Halina peeked out from beneath the hand that covered her eyes. “Yeah. Today is my Doomsday. Can you get me my medication? In the box on top of the refrigerator? And a bottle of water, please?”

Mitch did as she asked, but didn’t try to hide his jerky, angry movements. After he handed those items to Halina, he pushed some of her hair away from the injury on her head and said, “Hold still.”

“What are you doing?”

It looked worse in the light and Mitch was glad he hadn’t seen it before. He didn’t need anything more to worry about or to make him feel sorry for her.

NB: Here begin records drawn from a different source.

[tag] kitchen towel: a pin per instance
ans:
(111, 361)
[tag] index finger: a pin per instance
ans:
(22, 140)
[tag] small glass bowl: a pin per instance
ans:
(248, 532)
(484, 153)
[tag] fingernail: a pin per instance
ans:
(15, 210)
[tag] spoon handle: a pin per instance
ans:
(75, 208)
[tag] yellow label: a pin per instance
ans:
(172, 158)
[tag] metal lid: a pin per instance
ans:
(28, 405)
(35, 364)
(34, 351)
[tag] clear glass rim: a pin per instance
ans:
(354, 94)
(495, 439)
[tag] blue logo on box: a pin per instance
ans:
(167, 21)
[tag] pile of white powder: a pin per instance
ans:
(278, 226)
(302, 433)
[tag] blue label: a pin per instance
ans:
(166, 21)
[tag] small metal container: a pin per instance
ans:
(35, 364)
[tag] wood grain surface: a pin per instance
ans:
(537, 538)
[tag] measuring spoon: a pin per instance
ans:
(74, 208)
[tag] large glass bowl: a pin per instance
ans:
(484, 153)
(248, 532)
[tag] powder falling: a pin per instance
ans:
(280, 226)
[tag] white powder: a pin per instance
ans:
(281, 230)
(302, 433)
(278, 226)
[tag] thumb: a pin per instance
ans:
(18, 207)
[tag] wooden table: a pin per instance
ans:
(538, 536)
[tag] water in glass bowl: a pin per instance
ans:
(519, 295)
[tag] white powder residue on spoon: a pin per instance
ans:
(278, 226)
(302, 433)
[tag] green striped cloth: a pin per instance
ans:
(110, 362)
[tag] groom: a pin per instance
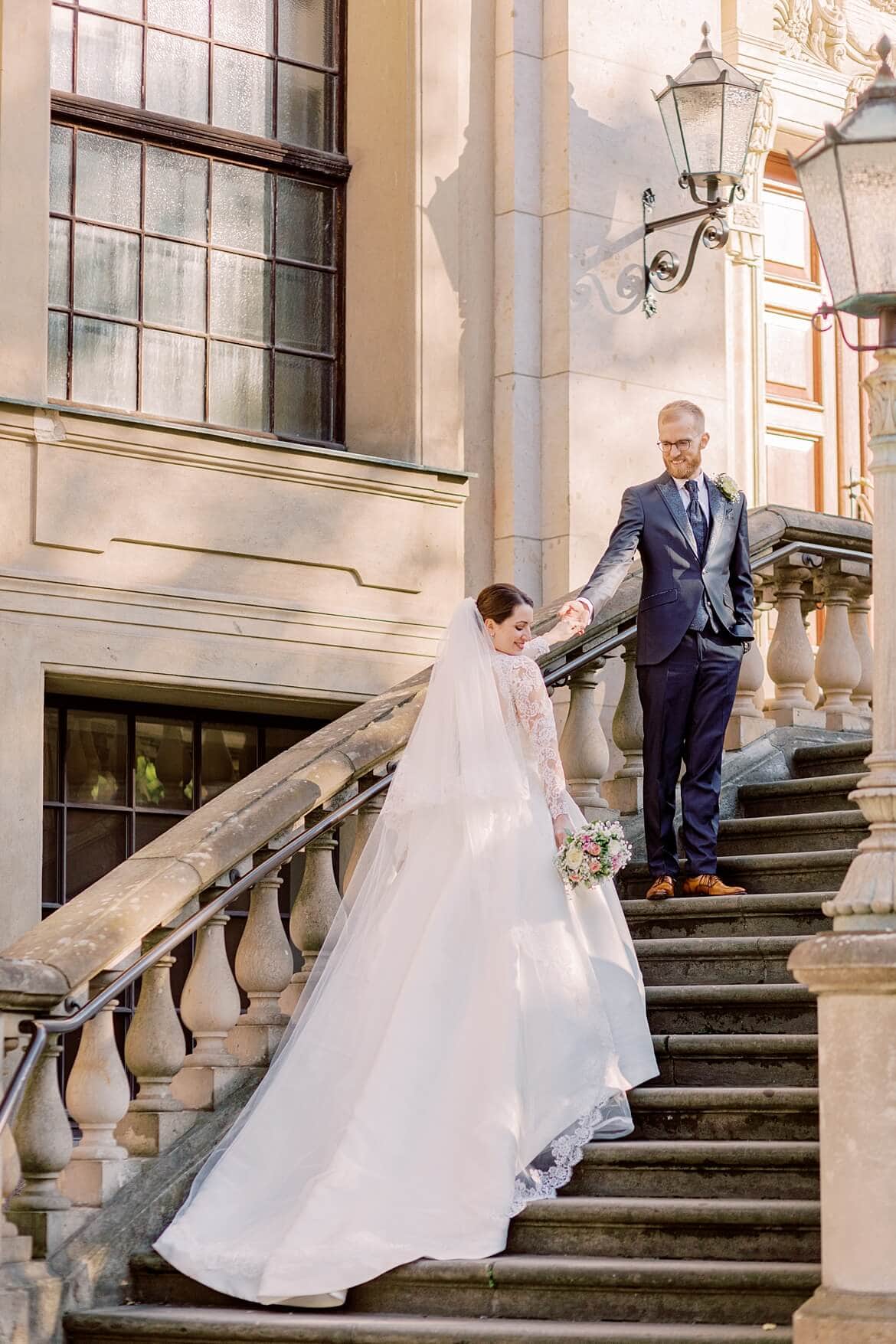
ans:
(695, 621)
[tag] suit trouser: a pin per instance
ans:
(687, 701)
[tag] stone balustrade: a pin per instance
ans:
(55, 1180)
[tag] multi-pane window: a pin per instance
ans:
(117, 776)
(195, 270)
(267, 69)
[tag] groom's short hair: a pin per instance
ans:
(684, 407)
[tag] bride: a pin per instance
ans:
(466, 1027)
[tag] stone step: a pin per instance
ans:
(208, 1326)
(734, 1113)
(808, 831)
(816, 870)
(755, 1059)
(739, 1009)
(715, 961)
(783, 797)
(688, 1168)
(669, 1228)
(691, 917)
(832, 758)
(575, 1288)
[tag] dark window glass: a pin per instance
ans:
(191, 297)
(96, 757)
(96, 842)
(129, 777)
(164, 299)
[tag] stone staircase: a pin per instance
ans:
(701, 1228)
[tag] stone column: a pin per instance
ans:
(584, 745)
(625, 792)
(853, 972)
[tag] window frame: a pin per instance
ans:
(316, 167)
(60, 806)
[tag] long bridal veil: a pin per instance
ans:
(453, 1027)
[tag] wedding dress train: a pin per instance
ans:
(466, 1027)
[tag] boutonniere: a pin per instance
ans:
(727, 486)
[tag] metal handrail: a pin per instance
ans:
(44, 1027)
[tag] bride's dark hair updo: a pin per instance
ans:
(499, 601)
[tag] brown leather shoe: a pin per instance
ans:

He opened a new text message to his twin sister, Alyssa, who was a radiologist, attached the photo, and typed a quick note. “I’m going to ask Alyssa if she thinks you should go to the hospital, but she may not be awake.”

“Of course she won’t be awake,” Halina said with too much attitude for Mitch’s irritable mood. Halina and Alyssa had been friends while she and Mitch had been dating. “Why would she be?”

“Because she just had a baby.” Mitch shot a scowl at Halina while pacing in front of the sofa. “My first nephew, whose birth I missed because I was in the middle of that damn lake watching you.”

Halina swallowed both a migraine pill and a muscle relaxer according the bottles they’d come from. She also had the decency to look apologetic. “Sorry,” she said, voice soft with regret. “But it was your choice to float around in the dark like a psychotic serial killer.”

He turned on her and Dex tensed, but maintained his hold position. Mitch wanted to order her to talk. To shake her until the truth spilled from her mouth, replacing the lies she’d told him that had haunted him all this time. But the transition from the car to the unit and the cold air had given Mitch a sliver more rationality and patience and he managed to stop himself before he erected another wall between them.